Spec-Driven Development (SDD) + BDD + BMAD

Atomic Claim

Overview

In PUMA, SDD ensures every agent component is defined by an executable specification before any code is written, making the artefact auditable, testable, and reproducible — directly addressing the reproducibility gap identified in the SLR.

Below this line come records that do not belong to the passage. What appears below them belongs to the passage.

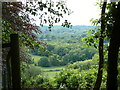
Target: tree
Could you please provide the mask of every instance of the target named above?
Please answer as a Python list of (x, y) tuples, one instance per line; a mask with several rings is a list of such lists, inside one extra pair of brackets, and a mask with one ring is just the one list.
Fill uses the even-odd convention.
[[(100, 19), (94, 21), (94, 23), (98, 24), (98, 23), (100, 23), (100, 21), (104, 20), (103, 24), (104, 24), (105, 31), (101, 30), (103, 33), (103, 38), (110, 40), (109, 47), (108, 47), (108, 67), (107, 67), (107, 69), (108, 69), (107, 70), (108, 71), (107, 89), (108, 90), (109, 89), (117, 90), (117, 72), (118, 72), (117, 71), (117, 58), (118, 58), (118, 51), (119, 51), (119, 47), (120, 47), (120, 40), (119, 40), (120, 36), (118, 35), (119, 34), (119, 25), (120, 25), (119, 3), (120, 2), (108, 3), (107, 4), (108, 12), (103, 15), (103, 18), (100, 18)], [(102, 27), (102, 25), (101, 25), (101, 27)], [(94, 44), (95, 40), (93, 38), (100, 39), (101, 37), (99, 36), (99, 34), (101, 35), (101, 31), (94, 33), (92, 38), (86, 39), (87, 43), (91, 44), (93, 42), (93, 44), (91, 44), (91, 45), (95, 45)], [(93, 31), (93, 32), (95, 32), (95, 31)], [(100, 45), (100, 41), (99, 41), (99, 46), (101, 46), (101, 47), (103, 46), (102, 42)], [(99, 55), (101, 52), (99, 52)], [(102, 55), (102, 53), (101, 53), (101, 55)], [(102, 66), (102, 64), (100, 64), (100, 66)], [(99, 69), (99, 71), (100, 71), (100, 69)], [(98, 79), (97, 79), (97, 81), (98, 81)], [(95, 87), (100, 85), (100, 81), (101, 80), (98, 81), (99, 84), (97, 84), (97, 82), (96, 82)]]
[(110, 38), (110, 45), (108, 49), (108, 67), (107, 67), (107, 90), (118, 89), (117, 75), (118, 75), (118, 51), (120, 47), (120, 2), (112, 3), (110, 8), (113, 17), (113, 30)]
[(42, 57), (40, 58), (39, 62), (38, 62), (38, 65), (39, 66), (42, 66), (42, 67), (49, 67), (50, 66), (50, 63), (48, 61), (48, 58), (47, 57)]
[(11, 33), (19, 33), (21, 45), (31, 48), (43, 48), (46, 44), (40, 42), (36, 36), (36, 33), (40, 34), (41, 31), (39, 26), (32, 23), (34, 20), (30, 18), (30, 15), (39, 17), (41, 26), (47, 23), (51, 28), (54, 23), (60, 22), (64, 14), (69, 15), (70, 13), (71, 11), (66, 7), (64, 1), (56, 3), (53, 1), (36, 1), (27, 2), (26, 5), (22, 2), (3, 2), (3, 43), (9, 41)]
[(103, 55), (103, 43), (104, 43), (104, 36), (103, 33), (105, 32), (105, 9), (106, 3), (103, 3), (102, 12), (101, 12), (101, 31), (99, 37), (99, 68), (98, 68), (98, 75), (96, 79), (96, 83), (93, 90), (99, 90), (100, 85), (102, 82), (102, 74), (103, 74), (103, 65), (104, 65), (104, 55)]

💡 SDD — Spec-Driven Development

SDD (also: Spec-First, Specification-by-Example) is an engineering paradigm where:

Specification precedes implementation — write the spec, then generate/write code
Specs are executable — they double as tests (BDD scenarios, unit tests)
AI assists spec-to-code translation — human validates, AI generates scaffolding

OpenSpec Format (used in PUMA)

# OpenSpec template
spec_id: "SP-[Component]-v[N]"
component: "[Agent name]"
version: "1.0"
status: draft | review | approved | deprecated
 
purpose: |
  [What this component does and why it exists]
 
inputs:
  - name: [input_field]
    type: [str | int | list | dict]
    description: [what it contains]
    example: [concrete example]
 
outputs:
  - name: [output_field]
    type: [str | int | dict]
    description: [what it contains]
    example: [concrete example]
 
behaviour:
  - given: [precondition]
    when: [trigger/input]
    then: [expected output/behaviour]
 
constraints:
  - [Technical constraint 1, e.g., "Must run on CPU with 16GB RAM"]
  - [Constraint 2]
 
acceptance_criteria:
  - metric: F1-macro
    threshold: ">= 0.55"
    dataset: jira-sr
  - metric: latency
    threshold: "< 60s per query"

💡 BDD — Behaviour-Driven Development

BDD translates specs into human-readable test scenarios using Given/When/Then:

Feature: Issue Triage Agent
  As a project manager
  I want the agent to classify issue priority automatically
  So that I can focus on high-value decisions
 
  Scenario: Classify a critical production bug
    Given a Jira issue with title "System crash in production — all users affected"
    And the model is llama3.2-8b with strategy few-shot-3
    When the triage agent processes the issue
    Then the predicted priority should be "Critical"
    And the latency should be less than 60 seconds
    And the response should include a reasoning trace
 
  Scenario: Handle ambiguous priority
    Given a Jira issue with title "Button colour is slightly off"
    When the triage agent processes the issue
    Then the predicted priority should be "Low" or "Medium"
    And confidence should be flagged as "low"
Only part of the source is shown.